Cody: To be honest, I was forced to take piano lessons by my parents at a young age, which I hated for some reason. I switched to guitar because I thought it would be better, and at the time it was, but I regret the loss of those super sweet piano skills! I’ve been having to redevelop them recently. Still, after taking guitar lessons for a long time, I ended up learning the most when I taught myself how to play songs by Dirty Projectors, The Strokes, and math rock bands from my hometown.
What's the music scene like in Montclair?

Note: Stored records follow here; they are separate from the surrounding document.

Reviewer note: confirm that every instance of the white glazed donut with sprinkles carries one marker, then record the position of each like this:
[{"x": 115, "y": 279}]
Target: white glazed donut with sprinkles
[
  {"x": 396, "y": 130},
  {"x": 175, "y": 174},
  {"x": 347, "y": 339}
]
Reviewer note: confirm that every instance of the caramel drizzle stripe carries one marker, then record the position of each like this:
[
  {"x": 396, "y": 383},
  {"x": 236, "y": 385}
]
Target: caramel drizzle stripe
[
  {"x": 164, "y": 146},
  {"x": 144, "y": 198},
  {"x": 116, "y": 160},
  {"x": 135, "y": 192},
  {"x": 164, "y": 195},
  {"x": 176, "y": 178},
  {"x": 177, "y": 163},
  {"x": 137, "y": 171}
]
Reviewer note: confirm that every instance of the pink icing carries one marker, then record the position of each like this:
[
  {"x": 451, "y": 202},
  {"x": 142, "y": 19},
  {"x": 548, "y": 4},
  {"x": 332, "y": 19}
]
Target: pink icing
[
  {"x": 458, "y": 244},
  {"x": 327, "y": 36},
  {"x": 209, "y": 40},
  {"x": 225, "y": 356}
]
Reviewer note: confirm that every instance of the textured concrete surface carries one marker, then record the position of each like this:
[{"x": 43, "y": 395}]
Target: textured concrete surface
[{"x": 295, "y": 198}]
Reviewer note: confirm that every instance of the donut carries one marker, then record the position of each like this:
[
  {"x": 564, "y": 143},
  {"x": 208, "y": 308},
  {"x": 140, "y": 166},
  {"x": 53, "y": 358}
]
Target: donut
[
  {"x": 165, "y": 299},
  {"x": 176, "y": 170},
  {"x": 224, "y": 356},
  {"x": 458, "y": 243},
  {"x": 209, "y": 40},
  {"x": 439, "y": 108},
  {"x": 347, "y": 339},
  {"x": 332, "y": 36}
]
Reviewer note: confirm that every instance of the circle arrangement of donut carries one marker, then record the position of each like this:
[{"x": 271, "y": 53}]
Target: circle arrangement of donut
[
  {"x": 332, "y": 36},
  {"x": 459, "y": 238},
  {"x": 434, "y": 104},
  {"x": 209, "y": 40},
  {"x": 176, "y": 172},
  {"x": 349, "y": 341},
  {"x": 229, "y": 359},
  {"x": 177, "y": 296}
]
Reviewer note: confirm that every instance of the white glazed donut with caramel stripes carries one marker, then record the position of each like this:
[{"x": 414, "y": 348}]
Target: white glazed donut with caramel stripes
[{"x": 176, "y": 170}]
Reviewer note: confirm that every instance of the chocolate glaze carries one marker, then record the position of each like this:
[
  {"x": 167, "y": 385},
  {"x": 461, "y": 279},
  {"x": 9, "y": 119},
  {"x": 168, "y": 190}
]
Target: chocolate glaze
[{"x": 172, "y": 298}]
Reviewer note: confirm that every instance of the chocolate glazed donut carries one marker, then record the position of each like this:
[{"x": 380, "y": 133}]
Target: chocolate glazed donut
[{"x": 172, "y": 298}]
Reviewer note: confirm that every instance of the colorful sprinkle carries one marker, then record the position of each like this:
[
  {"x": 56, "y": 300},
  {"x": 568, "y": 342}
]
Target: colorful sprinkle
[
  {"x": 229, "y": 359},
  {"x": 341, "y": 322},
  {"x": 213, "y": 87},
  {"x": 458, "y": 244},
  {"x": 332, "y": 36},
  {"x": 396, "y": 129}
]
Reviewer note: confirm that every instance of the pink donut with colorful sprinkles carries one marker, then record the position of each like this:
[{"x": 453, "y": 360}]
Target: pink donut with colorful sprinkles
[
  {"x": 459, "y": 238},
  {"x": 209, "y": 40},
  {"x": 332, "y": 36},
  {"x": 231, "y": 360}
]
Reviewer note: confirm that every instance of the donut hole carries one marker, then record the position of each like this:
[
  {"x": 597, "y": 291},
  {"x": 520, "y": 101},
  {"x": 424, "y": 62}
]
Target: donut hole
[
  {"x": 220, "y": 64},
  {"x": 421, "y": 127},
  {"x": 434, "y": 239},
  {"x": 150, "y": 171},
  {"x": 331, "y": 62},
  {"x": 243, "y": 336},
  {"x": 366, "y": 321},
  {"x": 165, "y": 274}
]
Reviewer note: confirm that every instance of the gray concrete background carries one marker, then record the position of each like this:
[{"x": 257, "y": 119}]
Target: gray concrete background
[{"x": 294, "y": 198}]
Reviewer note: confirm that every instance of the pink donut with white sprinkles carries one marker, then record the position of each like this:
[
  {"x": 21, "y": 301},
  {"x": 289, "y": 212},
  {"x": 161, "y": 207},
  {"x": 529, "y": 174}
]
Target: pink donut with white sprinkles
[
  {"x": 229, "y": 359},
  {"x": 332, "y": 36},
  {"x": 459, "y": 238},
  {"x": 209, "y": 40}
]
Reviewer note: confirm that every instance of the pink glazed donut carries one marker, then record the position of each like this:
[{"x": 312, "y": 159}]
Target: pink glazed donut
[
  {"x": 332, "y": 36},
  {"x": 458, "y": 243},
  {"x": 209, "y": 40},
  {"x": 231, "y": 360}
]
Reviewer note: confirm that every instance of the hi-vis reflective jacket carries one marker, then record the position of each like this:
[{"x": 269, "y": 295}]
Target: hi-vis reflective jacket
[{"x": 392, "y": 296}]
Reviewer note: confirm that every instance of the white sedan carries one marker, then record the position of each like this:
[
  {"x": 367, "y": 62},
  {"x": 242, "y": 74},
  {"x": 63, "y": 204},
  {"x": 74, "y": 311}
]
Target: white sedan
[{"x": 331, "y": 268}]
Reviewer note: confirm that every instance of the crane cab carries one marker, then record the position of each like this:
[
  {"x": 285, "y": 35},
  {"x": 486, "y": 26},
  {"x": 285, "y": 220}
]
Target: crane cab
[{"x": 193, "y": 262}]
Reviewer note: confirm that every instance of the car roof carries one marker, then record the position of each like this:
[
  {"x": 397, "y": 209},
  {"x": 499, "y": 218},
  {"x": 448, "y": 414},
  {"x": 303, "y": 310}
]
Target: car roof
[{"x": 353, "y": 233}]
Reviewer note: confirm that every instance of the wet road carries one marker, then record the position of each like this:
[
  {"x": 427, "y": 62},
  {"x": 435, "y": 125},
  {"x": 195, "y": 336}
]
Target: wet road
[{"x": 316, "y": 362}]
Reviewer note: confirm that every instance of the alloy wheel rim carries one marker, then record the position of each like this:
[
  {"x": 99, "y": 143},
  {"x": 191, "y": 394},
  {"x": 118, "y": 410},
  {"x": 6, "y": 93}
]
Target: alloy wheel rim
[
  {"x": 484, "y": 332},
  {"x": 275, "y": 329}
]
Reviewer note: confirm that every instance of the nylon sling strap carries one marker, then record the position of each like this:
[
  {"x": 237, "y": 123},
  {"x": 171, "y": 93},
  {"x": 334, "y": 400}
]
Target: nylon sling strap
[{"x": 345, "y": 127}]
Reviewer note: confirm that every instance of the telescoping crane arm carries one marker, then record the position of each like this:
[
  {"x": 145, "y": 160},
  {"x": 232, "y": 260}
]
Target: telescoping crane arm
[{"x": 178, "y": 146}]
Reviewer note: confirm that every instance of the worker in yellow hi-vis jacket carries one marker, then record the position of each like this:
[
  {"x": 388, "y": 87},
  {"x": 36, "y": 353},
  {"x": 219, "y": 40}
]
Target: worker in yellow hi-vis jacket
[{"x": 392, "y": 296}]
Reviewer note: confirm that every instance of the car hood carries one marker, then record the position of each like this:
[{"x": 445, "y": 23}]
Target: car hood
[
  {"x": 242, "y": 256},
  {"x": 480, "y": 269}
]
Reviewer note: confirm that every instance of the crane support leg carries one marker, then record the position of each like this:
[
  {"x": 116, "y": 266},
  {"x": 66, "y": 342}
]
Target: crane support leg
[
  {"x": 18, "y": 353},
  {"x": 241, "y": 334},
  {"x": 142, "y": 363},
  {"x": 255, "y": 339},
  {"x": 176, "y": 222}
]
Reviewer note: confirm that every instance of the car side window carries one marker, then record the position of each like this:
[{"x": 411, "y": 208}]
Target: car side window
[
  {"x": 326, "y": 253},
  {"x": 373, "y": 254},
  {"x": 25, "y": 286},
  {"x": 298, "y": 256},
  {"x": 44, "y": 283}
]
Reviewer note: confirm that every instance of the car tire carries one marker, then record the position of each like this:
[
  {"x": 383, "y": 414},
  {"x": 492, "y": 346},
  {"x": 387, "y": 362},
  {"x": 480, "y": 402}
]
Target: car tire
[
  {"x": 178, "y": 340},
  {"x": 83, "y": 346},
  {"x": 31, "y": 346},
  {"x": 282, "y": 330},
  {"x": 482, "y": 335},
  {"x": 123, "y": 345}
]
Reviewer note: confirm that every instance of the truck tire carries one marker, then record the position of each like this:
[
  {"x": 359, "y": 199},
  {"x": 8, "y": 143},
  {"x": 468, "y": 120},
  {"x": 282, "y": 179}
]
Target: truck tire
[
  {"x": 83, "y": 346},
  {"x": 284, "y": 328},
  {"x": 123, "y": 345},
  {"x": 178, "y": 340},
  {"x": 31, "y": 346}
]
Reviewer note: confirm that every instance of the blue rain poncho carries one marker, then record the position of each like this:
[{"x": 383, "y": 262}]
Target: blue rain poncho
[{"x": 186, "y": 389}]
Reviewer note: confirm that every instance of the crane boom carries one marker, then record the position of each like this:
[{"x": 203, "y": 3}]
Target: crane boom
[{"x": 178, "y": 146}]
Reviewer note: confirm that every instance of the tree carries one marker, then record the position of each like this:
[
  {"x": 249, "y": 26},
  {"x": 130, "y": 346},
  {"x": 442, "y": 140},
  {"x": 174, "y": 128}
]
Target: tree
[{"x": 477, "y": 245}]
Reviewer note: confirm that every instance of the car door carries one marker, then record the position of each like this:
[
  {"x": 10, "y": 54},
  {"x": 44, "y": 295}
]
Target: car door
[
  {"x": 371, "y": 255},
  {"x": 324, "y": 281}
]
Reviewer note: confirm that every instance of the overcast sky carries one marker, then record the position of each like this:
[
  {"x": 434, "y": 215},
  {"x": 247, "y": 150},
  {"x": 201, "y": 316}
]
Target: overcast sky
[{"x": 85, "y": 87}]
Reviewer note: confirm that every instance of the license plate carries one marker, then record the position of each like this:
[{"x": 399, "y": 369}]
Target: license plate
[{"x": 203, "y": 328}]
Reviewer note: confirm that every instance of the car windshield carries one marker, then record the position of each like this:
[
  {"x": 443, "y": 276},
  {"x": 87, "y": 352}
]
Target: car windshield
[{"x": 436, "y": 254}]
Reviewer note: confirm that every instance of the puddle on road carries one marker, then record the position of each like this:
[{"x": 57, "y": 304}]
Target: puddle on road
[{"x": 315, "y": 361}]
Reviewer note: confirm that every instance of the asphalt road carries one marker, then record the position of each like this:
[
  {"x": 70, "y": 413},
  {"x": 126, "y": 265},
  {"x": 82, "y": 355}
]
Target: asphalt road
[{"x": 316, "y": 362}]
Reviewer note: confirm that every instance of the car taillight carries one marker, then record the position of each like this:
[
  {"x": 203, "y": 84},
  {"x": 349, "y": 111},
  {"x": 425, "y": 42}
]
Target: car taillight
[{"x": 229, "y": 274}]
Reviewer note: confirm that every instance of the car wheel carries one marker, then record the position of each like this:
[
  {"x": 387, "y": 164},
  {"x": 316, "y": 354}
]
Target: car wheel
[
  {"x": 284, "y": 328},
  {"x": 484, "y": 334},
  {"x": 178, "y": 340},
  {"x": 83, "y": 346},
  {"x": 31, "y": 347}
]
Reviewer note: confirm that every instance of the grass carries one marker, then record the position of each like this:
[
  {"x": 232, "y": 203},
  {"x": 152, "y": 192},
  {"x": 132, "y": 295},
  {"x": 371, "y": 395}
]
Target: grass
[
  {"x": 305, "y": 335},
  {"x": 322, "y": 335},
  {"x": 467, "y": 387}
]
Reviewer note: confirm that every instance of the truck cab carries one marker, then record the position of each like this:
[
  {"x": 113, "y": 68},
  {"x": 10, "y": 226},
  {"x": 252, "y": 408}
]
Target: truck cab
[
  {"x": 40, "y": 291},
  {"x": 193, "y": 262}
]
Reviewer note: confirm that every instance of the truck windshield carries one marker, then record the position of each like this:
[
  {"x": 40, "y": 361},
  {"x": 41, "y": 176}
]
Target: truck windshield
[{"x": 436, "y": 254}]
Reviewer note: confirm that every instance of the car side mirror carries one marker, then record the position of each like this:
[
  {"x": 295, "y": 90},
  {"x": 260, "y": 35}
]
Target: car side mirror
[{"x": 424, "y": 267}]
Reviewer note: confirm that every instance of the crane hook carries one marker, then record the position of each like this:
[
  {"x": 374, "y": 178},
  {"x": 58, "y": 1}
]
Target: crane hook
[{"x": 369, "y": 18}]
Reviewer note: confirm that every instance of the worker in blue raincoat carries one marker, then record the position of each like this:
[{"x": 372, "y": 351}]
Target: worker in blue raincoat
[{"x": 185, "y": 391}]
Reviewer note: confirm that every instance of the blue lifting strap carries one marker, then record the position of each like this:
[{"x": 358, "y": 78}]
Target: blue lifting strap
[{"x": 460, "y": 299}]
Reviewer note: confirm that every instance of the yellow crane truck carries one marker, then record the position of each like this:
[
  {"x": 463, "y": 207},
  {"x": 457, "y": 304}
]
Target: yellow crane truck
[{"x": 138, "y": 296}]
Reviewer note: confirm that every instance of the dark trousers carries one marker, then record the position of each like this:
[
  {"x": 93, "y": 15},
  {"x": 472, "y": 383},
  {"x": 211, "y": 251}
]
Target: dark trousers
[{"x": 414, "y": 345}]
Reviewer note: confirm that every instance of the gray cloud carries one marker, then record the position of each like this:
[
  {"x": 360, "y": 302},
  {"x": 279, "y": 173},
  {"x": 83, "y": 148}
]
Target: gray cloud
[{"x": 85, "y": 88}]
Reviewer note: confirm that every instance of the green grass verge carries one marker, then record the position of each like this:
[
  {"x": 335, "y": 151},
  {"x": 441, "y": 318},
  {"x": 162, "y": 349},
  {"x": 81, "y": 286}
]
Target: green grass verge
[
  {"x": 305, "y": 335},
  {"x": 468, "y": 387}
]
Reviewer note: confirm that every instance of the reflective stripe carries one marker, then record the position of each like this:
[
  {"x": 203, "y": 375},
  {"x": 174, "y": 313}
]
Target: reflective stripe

Cody: I was so lucky to grow up in Montclair. I don't think I would have gotten so into music if I didn't live there. There were just so many groups setting up local shows, so many math rock bands, so many post rock bands, there were ska bands playing in basements, there was the local smoke-filled venue, Underground 8. Some of the best and most inspiring musicians I know are people I played with in high school. I still listen to and play with a bunch of them today. Go check out Shakai Mondai, Pinegrove, Gulfer, S P O R T S, Forth Wanderers, Werebears, Gifts, and so many more, those are some of the people I am talking about.
What are your goals as a band?
Molly: Keep making music that makes us feel something and is challenging and rewarding! And stop being so awkward on stage.